CH3D-SSMS, An integrated modeling system for simulating storm surge and coastal inundation has been developed by coupling the wetting-and-drying version of CH3D with SWAN and REF/DIF. This modeling system uses the model results of a basin-scale surge model and a basin-scale wave model (for the entire Gulf of Mexico and the Western Atlantic) to provide the open boundary conditions for a coastal surge model (CH3D) and a coastal wave model (SWAN). The coastal surge model and the coastal wave model can be fully coupled or loosely coupled to produce high resolution (30-40 meters) inundation in many coastal regions (Charlotte Harbor, Tampa Bay, East Florida Coast, Biscayne Bay and Florida Bay, Northern Gulf of Mexico, and Chesapeake Bay). Results of the CH3D-SSMS can be used to (1)develop MEOW (Maximum Envelope Of Water) and MOM (Maximum of Maximum) for emergency planning, (2)develop Flood Insurance Rate Map (FIRM) for coastal counties and FEMA, (3) provide real-time forecast of surge, wave, and inundaion during a hurricane, and (4) forecast the expected beach erosion by coupling with a beach erosion model such as SBEACH.

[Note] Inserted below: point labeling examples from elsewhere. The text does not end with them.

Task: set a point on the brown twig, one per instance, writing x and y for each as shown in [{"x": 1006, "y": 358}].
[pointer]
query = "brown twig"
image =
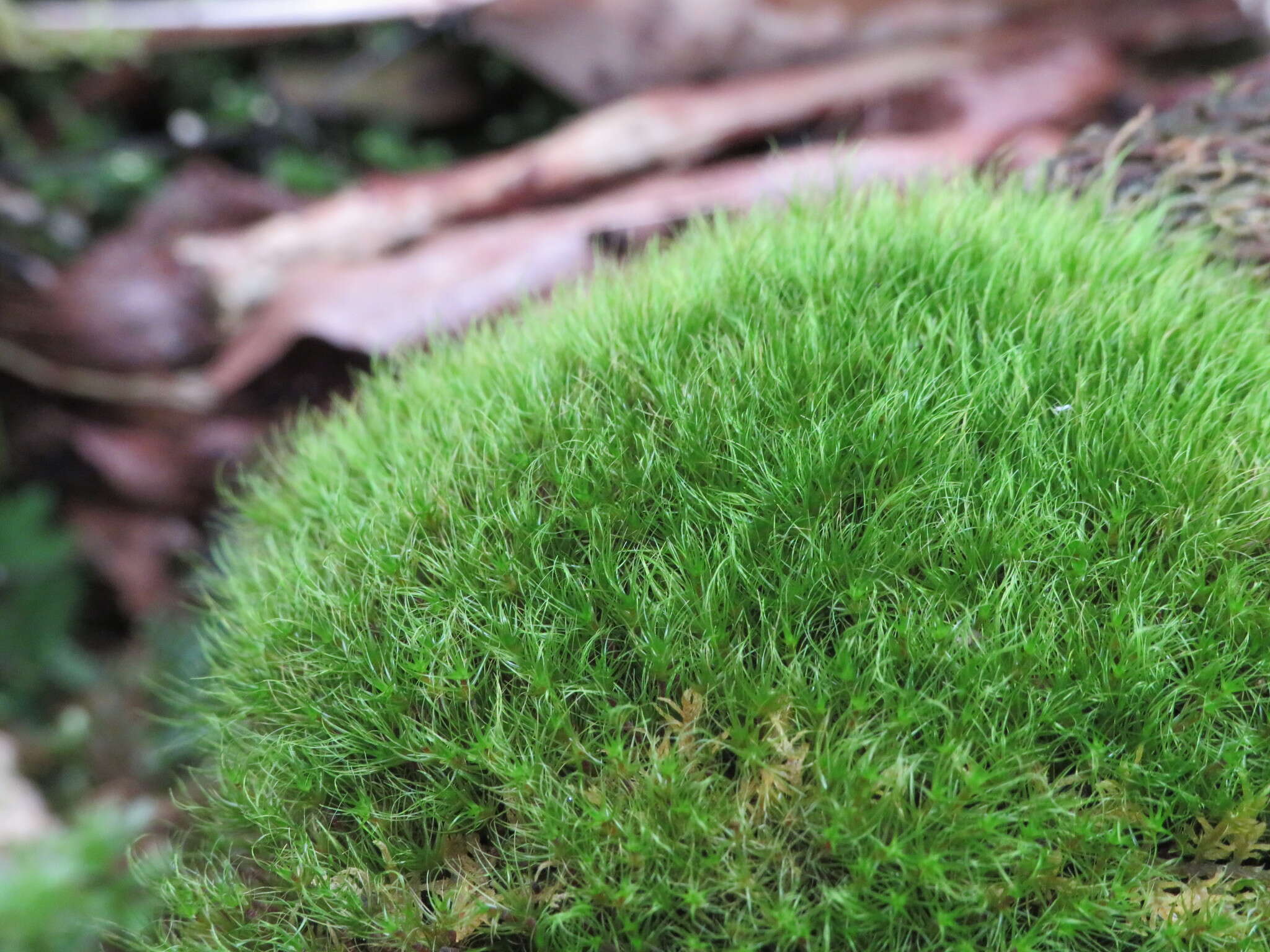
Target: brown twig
[
  {"x": 173, "y": 19},
  {"x": 675, "y": 126},
  {"x": 183, "y": 391}
]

CH3D-SSMS can use wind data from several soruces: NAM, HRD, WINDGEN, GFDL, WW-III, and the simple analytic wind model. Wind dissipation by varying land use types has also been incorporated into the wind fields used for CH3D-SSMS. Wave-surge coupling, both linear and non-linear, was incorporated into the model. High resolution Lidar topography data have also been used in many of the CH3D-SSMS simulations.

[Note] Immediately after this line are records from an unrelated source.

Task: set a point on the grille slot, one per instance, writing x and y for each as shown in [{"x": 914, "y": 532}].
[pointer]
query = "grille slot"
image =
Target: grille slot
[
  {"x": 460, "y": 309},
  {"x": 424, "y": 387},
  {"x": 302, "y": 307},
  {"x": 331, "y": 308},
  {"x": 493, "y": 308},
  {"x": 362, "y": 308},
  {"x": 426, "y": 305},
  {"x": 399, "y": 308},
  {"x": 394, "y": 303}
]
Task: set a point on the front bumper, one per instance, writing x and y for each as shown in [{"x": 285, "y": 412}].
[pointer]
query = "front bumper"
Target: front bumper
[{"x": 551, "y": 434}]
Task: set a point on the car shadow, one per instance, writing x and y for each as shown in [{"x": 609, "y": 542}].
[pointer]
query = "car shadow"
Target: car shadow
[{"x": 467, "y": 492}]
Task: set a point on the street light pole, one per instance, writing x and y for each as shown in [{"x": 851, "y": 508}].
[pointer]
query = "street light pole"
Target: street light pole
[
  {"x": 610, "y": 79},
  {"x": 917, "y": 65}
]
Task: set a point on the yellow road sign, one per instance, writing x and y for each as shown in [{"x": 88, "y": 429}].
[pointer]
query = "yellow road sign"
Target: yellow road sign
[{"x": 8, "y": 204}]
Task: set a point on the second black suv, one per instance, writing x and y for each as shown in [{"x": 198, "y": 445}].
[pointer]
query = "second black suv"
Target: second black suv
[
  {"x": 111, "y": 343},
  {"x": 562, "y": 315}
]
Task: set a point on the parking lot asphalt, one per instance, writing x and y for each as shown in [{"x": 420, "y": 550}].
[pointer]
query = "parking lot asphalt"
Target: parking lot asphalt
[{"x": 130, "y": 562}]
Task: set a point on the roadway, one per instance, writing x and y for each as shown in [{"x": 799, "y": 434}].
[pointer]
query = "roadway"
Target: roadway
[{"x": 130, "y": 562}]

CH3D-SSMS has been applied to simulate the storm surge, wave, and coastal inundation in several coastal areas during the 2003, 2004, ans 2005 hurricane seasons. CH3D-SSMS was successfully applied to simulate the surge, wave, and inundation in Chesapeake Bay system and the Outer Banks area during Isabel in 2004. In 2004, CH3D-SSMS was successfully applied to simulate the surge, wave, and inundation during Hurricanes Charley, Frances, Ivan, and Jeanne. In 2005, CH3D-SSMS was applied to simulate Hurricane Dennis, Katrina, and Wilma. CH3D-SSMS generally produced good estimation of surge, wave, and wave setup in open water as well as high water mark (HWM) in inundated land areas.

To learn more about the CH3D and CH3D-IMS, read the CH3D and CH3D-IMS FAQ.

While CH3D and CH3D-based models have been used for conducting research in Sheng’s group, other types of models have been developed and used as well. For example, we have developed a 3-D circulation model using the conservative Eulerian-Lagrangian Method (ELM) which is efficient and conservative. Unstructured grid models are also being developed.